Moto dan Filosofi Dayak Membumi

Moto dan Filsafah (filosofi) Hidup orang Dayak yang membumi adalah “Adil Ka’ Talino Ba Curamin Ka’ Saruga Ba Sengat Ka’ Jubata”. Moto dan filsafah tersebut dirumuskan sejak beberapa puluh tahun yang lalu. Filosofi dan Moto tersebut berasal dari bahasa Dayak Kanayatn. Terjemahan bahasa tersebut kata perkata sebagai berikut : adil = adil, ka' = ke, talino = manusia, ba curamin = bercermin, saruga = surga, ba sengat = bernapas, Jubata = Tuhan.

Gadis Dayak
Gadis Dayak // Photo by N/A
Penjelasan dan uraikan filosofi secara menyeluruh adalah sebagai berikut:
1. Adil Ka’ Talino
Adil Ka’ Talino, adalah kata yang mempunyai makna bahwa manusia Dayak itu harus hidup adil kepada sesama manusia. Cinta damai dan keadilan ini tertanam pada masyarakat Dayak dalam kehidupan didunia ini untuk mencapai kehidupan yang sempurna selama hidup. Kehidupan manusia Dayak tidak terlepas dari golongan yang satu dengan golongan yang lain, oleh sebab itu keadilan harus bisa dilestaraikan dan dijaga dalam setiap manusia Dayak.

2. Bacuramin Ka’ Saruga
Bacuramin Ka’ Saruga, adalah istilah yang digunakan masyarakat Dayak untuk menujuk kesempurnaan hidup manusia. Kata ini mempunyai makna bahwa manusia Dayak harus hidup berpadanan dengan kehidupan yang diatas atau hidup yang sempurna atau tertinggi yang sebagi contoh hidup manusia Dayak.

3. Ba Sengata Ka’ Jubata
Ba Sengata Ka’ Jubata, adalah hidup manusia Dayak didasarkat atas Yang Ilahi atau Realitas Mutlak yang dipercayai oleh manusia Dayak yang disebut Jubata. Masyarakat Dayak meyakini bahwa Jubata yang memberikan kehidupan dan kelimpahan dalam setiap aspek kehidupan masyarakat Dayak.

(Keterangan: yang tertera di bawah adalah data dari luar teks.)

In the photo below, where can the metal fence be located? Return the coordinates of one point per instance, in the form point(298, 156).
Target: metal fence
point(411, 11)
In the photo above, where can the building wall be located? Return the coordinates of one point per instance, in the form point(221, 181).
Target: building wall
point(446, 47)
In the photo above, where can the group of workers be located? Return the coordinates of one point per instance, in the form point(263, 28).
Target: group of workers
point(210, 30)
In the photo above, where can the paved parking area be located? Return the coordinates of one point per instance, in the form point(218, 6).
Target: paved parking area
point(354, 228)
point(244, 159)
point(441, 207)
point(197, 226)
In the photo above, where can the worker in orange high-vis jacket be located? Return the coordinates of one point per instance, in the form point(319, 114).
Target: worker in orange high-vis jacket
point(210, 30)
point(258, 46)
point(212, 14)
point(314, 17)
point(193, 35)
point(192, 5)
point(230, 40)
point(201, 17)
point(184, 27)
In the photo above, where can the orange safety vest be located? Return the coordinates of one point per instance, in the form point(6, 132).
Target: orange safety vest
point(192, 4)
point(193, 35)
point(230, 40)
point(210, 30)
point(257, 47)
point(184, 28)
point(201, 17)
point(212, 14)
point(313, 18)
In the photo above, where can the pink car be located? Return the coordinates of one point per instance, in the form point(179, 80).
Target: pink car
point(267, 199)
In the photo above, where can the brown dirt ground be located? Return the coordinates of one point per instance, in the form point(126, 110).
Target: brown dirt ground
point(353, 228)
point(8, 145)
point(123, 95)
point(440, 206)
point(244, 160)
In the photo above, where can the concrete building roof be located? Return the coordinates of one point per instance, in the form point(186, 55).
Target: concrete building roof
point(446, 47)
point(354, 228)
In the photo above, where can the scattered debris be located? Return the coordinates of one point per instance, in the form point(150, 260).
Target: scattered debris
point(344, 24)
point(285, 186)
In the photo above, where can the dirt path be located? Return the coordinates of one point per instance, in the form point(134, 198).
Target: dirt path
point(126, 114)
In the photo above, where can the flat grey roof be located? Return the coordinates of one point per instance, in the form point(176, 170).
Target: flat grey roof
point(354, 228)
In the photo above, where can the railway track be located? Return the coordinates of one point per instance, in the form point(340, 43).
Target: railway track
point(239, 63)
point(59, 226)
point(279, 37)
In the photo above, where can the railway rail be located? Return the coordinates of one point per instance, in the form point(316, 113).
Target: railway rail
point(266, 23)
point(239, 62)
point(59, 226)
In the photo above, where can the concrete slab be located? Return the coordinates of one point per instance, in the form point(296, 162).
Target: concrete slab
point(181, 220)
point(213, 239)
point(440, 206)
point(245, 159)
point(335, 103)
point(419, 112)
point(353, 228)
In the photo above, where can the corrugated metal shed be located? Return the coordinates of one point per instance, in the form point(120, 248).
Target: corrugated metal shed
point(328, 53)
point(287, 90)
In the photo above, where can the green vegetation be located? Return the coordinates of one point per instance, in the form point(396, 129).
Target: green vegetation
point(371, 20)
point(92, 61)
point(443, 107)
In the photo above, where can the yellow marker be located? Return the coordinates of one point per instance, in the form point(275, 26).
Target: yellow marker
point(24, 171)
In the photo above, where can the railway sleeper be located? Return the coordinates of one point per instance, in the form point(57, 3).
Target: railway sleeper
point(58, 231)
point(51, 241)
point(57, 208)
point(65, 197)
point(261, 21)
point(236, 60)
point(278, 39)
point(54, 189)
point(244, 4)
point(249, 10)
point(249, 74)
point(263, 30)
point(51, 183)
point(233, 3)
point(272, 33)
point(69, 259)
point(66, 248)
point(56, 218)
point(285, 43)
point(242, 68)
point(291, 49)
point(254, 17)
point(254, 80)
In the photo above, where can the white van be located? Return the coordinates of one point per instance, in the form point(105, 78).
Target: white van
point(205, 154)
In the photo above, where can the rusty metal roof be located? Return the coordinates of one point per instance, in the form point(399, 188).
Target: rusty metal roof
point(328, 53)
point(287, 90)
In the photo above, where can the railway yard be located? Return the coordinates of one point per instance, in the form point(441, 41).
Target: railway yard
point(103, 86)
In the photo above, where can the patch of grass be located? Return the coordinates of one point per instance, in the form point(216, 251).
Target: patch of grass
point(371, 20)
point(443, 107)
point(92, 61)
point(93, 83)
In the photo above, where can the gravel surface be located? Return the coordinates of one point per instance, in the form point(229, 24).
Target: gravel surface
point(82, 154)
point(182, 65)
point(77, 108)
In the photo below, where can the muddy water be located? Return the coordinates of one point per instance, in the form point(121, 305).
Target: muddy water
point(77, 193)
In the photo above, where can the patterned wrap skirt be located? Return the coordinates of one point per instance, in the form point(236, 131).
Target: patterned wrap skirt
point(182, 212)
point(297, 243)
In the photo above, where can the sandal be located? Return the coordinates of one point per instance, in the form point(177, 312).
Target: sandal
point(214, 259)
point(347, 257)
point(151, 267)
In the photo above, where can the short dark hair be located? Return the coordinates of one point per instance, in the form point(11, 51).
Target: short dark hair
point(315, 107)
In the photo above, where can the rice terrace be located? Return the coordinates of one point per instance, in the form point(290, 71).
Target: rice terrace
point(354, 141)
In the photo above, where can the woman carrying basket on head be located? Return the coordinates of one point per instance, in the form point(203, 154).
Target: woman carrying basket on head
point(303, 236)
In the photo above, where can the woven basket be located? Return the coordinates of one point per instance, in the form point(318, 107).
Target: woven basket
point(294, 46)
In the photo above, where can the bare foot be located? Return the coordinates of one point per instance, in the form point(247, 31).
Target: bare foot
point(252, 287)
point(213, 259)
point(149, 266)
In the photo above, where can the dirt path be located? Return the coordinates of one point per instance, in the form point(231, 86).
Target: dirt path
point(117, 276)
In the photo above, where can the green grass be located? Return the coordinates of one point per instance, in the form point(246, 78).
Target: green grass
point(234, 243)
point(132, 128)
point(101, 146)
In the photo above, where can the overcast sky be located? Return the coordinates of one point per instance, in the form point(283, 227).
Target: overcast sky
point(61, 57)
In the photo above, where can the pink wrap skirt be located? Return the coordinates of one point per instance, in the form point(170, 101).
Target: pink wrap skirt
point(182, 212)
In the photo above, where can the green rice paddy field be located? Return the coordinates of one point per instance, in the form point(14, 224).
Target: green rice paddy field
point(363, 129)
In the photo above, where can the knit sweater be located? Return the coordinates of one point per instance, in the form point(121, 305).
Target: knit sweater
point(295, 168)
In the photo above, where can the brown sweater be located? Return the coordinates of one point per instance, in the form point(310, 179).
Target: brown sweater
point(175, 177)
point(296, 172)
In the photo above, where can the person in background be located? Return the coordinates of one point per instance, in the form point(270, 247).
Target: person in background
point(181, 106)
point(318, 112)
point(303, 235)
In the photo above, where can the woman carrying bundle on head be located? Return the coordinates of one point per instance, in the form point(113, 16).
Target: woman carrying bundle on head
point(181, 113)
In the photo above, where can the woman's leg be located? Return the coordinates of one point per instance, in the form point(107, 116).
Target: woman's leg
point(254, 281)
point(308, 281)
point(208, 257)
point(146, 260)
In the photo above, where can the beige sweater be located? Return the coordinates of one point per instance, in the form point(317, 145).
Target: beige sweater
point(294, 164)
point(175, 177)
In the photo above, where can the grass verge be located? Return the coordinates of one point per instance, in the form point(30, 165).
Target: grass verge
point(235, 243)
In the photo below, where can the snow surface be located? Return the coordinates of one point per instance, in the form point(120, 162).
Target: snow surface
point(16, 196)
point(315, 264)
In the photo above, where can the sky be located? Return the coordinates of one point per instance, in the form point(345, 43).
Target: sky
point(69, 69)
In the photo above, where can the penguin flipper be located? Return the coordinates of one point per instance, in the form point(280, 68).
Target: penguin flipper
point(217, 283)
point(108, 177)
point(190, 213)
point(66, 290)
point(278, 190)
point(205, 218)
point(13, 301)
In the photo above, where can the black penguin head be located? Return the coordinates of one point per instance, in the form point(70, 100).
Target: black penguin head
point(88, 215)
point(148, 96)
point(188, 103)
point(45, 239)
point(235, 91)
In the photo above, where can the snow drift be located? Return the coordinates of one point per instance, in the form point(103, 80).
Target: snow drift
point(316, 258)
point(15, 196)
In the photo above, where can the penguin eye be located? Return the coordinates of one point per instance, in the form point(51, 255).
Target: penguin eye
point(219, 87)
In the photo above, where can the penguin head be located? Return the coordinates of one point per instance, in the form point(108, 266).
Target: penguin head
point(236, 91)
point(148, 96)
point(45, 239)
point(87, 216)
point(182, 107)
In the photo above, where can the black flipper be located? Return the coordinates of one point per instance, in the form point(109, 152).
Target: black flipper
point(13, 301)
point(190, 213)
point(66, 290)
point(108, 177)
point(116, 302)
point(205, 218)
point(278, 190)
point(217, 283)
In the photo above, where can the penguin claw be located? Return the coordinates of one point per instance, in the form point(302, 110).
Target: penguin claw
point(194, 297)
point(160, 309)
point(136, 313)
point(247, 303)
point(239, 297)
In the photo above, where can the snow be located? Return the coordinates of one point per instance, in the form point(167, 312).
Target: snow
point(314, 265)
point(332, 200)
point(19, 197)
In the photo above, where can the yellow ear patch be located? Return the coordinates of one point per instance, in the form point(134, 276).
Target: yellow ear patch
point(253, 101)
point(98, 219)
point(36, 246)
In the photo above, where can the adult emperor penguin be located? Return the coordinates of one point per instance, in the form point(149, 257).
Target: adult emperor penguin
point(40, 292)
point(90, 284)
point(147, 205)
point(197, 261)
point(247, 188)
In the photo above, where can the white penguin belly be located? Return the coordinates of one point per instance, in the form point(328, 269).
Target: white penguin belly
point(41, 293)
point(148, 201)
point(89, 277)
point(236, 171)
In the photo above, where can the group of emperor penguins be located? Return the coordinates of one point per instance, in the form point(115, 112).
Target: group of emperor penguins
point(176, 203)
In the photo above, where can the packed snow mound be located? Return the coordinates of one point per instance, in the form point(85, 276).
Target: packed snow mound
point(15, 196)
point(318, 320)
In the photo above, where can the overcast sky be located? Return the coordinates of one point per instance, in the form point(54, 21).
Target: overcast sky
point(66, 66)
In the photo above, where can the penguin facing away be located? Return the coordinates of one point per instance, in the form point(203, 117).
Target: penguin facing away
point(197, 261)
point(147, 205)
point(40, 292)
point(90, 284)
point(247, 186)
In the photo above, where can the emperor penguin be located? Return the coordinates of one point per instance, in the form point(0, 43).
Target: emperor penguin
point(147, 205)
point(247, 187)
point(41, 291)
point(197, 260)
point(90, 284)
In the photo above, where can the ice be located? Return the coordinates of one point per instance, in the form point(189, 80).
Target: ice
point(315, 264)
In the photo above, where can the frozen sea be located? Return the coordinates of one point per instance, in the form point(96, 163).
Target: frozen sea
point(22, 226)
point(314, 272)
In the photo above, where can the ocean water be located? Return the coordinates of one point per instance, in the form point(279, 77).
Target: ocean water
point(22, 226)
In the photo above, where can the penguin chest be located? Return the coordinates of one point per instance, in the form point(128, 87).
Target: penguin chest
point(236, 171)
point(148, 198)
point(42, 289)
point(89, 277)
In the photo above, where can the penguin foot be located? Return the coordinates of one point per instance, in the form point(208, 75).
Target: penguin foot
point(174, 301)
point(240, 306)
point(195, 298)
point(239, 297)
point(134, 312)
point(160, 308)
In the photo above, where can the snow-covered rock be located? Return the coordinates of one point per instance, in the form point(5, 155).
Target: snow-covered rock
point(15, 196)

Kata-kata tersebut mungkin sebagian orang terdengar asing. Namun kata-kata itu, sudah menyatu dalam jiwa sebagian besar warga Dayak di Kalimantan Barat. Kalimat tersebut, sering kali menjadi sapaan pembuka dalam suatu acara atau pertemuan, baik resmi maupun tidak di Provinsi Kalbar.

Menurut tulisan yang termuat di mediamasa kompasiana, Yakobus Kumis mengatakan sebaris kalimat tersebut tidak muncul begitu saja. Melainkan melalui olah pikir sejumlah tokoh Dayak dan dibahas dalam suatu pertemuan. Dia menyebut tiga nama tokoh Dayak yang menjadi perumus sehingga lahirnya falsafah tersebut. Mereka adalah Bahaudin Kay, Ikot Rinding, dan RA Rachmat Sahudin. Falsafah itu dikukuhkan pertama kali dalam Musyawarah Adat Naik Dangau pertama tahun 1985 di Anjungan, Kabupaten Pontianak.

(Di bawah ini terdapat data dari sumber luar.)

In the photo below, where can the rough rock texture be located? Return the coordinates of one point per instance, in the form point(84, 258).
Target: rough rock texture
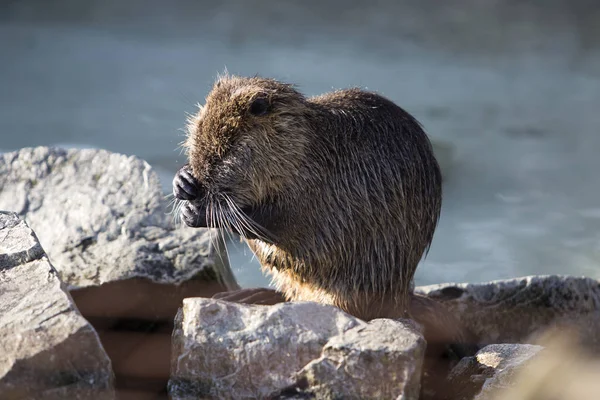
point(493, 368)
point(518, 310)
point(382, 360)
point(233, 351)
point(47, 349)
point(101, 217)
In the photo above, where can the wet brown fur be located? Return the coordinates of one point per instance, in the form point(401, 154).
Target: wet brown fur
point(347, 185)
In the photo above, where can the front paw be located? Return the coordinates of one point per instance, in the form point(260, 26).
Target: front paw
point(194, 215)
point(185, 186)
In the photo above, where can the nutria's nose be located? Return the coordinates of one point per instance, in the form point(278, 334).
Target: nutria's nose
point(185, 186)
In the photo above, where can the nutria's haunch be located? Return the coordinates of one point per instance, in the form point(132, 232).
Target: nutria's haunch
point(338, 195)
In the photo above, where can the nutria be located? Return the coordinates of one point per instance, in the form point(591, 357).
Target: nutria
point(338, 195)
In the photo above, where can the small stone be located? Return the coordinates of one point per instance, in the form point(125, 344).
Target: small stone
point(230, 351)
point(493, 368)
point(380, 360)
point(47, 349)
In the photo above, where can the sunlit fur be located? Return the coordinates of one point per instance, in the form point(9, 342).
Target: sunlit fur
point(346, 183)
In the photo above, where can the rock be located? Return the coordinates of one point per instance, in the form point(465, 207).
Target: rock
point(563, 370)
point(493, 368)
point(382, 360)
point(103, 220)
point(231, 351)
point(101, 217)
point(47, 349)
point(519, 310)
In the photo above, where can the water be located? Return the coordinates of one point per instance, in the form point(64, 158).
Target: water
point(513, 88)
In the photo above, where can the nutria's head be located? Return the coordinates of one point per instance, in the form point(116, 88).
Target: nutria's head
point(247, 139)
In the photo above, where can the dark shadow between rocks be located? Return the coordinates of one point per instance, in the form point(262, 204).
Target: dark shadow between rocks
point(134, 320)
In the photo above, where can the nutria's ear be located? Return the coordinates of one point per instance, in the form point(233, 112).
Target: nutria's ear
point(260, 106)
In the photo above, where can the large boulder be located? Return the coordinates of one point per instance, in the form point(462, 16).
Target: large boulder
point(104, 222)
point(102, 217)
point(520, 310)
point(47, 349)
point(228, 351)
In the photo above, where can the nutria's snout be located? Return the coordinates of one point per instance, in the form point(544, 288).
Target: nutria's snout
point(185, 186)
point(196, 209)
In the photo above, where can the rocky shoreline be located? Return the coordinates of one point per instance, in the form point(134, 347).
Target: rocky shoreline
point(102, 296)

Dalam Musyawarah Dewan Adat Dayak Kal-bar pada tahun 2002, kata sahutan (menjawab) salam “Adil Ka’ Talino Ba Curamin Ka’ Saruga Ba Sengat Ka’ Jubata” diganti menjadi "Arus" dan diucapkan sebanyak tiga kali. Awalnya kata penjawab salam adalah "Auk". karena alasan tidak bermakna, selain berarti "Ya" (dalam bahasa percakapan sebagian warga di Kal-bar) maka digantilah kata "Auk" itu menjadi "Arus". Dalam Musyawarah Nasional Dewan Adat Dayak se-Kalimantan pada Juni 2006, falsafah “Adil Ka’ Talino Ba Curamin Ka’ Saruga Ba Sengat Ka’ Jubata” tersebut ditetapkan menjadi salam Dayak secara nasional.